I just looked at her like she was stupid. There was a lot worse out there than dying.

“I know he was your big brother, Tough, but Colt murdered five people,” the Matchmaker said. “Humans. Not NPs. For the safety of everyone in Halo, Kathan had no choice but to—”

Can we cut the crap? I thought, rolling the bill of my hat in my hands. I’m here. I’m following the stupid rules. Can we just do this?

“Fine.” The Matchmaker took out a pen and a pad of blue post-its. “Let’s talk about your last placement. Were you satisfied under the Gudehaus’s protection?”

Technically.

The Matchmaker scribbled something on her post-it. She must be really far out of the loop if she didn’t get that joke.
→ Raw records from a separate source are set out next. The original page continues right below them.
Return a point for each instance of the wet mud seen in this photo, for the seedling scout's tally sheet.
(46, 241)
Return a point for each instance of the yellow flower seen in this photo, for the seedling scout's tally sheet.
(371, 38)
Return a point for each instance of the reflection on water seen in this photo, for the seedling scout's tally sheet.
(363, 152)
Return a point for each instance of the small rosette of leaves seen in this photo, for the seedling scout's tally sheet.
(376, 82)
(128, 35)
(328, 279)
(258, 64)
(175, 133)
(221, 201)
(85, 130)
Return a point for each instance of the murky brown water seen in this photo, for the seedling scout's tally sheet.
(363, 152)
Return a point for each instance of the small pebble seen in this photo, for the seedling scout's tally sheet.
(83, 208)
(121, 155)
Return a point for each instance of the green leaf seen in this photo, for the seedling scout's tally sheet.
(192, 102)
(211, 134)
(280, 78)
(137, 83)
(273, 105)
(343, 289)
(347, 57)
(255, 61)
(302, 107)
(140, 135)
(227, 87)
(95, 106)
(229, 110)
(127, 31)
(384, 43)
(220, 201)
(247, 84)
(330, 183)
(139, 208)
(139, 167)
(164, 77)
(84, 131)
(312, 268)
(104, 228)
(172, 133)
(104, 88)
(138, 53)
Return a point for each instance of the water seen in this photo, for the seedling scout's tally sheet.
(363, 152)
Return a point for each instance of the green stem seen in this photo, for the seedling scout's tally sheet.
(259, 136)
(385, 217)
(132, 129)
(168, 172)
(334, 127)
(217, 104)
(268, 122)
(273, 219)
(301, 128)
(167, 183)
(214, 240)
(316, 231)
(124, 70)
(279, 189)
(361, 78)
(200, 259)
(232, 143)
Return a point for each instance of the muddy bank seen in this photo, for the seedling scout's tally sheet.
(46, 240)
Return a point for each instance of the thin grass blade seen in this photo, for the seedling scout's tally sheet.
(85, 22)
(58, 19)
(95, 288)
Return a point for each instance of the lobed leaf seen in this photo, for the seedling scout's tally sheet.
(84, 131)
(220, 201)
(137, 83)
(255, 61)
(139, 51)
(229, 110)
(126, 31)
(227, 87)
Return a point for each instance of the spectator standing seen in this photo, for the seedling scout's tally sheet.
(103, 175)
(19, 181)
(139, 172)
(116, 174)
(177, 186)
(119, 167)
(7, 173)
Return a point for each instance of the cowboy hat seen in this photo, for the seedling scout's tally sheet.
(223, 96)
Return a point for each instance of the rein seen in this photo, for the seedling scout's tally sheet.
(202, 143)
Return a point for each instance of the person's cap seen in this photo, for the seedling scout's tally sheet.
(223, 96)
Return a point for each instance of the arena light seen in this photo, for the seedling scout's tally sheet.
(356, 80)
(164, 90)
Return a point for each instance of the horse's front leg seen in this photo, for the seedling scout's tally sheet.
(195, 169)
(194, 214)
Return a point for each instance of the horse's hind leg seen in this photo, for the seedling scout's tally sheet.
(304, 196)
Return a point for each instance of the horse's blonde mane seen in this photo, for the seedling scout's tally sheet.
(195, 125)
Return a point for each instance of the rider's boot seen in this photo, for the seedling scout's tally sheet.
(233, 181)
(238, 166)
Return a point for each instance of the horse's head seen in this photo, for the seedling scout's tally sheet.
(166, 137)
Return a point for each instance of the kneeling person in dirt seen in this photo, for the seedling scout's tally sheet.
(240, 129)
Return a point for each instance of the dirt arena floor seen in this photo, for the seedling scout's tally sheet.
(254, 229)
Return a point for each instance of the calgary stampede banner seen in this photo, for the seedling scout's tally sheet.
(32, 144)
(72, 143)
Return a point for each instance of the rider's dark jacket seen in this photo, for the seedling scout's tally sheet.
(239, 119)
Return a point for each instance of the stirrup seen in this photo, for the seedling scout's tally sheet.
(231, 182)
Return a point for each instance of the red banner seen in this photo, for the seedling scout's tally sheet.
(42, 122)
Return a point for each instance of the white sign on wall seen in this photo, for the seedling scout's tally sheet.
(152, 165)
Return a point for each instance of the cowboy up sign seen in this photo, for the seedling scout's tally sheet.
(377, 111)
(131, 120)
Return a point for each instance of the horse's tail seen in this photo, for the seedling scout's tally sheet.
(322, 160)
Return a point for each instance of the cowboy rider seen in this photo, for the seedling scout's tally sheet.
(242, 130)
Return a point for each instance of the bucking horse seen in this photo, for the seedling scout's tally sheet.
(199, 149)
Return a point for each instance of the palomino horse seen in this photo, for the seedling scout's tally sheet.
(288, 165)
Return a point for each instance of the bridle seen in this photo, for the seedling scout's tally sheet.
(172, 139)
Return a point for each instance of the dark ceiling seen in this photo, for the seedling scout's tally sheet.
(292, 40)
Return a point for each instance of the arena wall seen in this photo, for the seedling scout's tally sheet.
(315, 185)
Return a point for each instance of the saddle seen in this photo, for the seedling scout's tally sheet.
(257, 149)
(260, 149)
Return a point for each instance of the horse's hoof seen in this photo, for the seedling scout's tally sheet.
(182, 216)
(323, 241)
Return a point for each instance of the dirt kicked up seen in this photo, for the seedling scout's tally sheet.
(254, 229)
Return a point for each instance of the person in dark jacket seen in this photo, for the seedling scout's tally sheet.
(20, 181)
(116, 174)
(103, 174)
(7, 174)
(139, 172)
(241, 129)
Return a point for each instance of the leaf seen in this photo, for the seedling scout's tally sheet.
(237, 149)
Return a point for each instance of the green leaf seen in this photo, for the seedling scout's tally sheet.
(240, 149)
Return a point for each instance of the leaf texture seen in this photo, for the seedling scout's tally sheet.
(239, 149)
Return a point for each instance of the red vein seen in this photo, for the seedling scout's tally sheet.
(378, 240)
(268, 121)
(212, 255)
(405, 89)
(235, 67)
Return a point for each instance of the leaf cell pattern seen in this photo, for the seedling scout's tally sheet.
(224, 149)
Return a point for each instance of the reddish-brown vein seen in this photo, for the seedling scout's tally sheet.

“How did the three of you reach your protection agreement?”

I snorted. You don’t get out much, do you?

“I stay pretty busy,” she said.

Well, Jason thought he was really hot shit because he could do enough magic to be considered a mage, I thought. He married Mitzi because he wanted a trophy wife who wouldn’t get old. The dumbass never thought what it’d be like to have sex with a vampire.

“I don’t think I—”

He’s temperature sensitive. Can’t stand the cold, keep your dick out of the icebox, right?

The Matchmaker cleared her throat. “So, Jason approached you?”

I wasn’t going door-to-door. And if I had been, it wasn’t like the only reject from the family of holy-soldier badasses would be super popular in this town, anyway. Jason had just been there the first time I got dragged back to Halo from Nashville. He needed someone who could keep an erection in a woman who was room temperature at best and I needed a protector who couldn’t control me. At the time, Jason seemed like a good way for me to go.

The Matchmaker smiled a little.

“You look a lot like Ryder when you make that face,” she said.

It’s the hair and the nose and the Whitney eyes.

The Matchmaker shook her head.

“More like the attitude,” she said. “He was in my class before the war.”

Too bad for your class. I hoped the memory lane thing would hit a dead end there.

“Ryder wasn’t that bad,” the Matchmaker said, “Just preoccupied.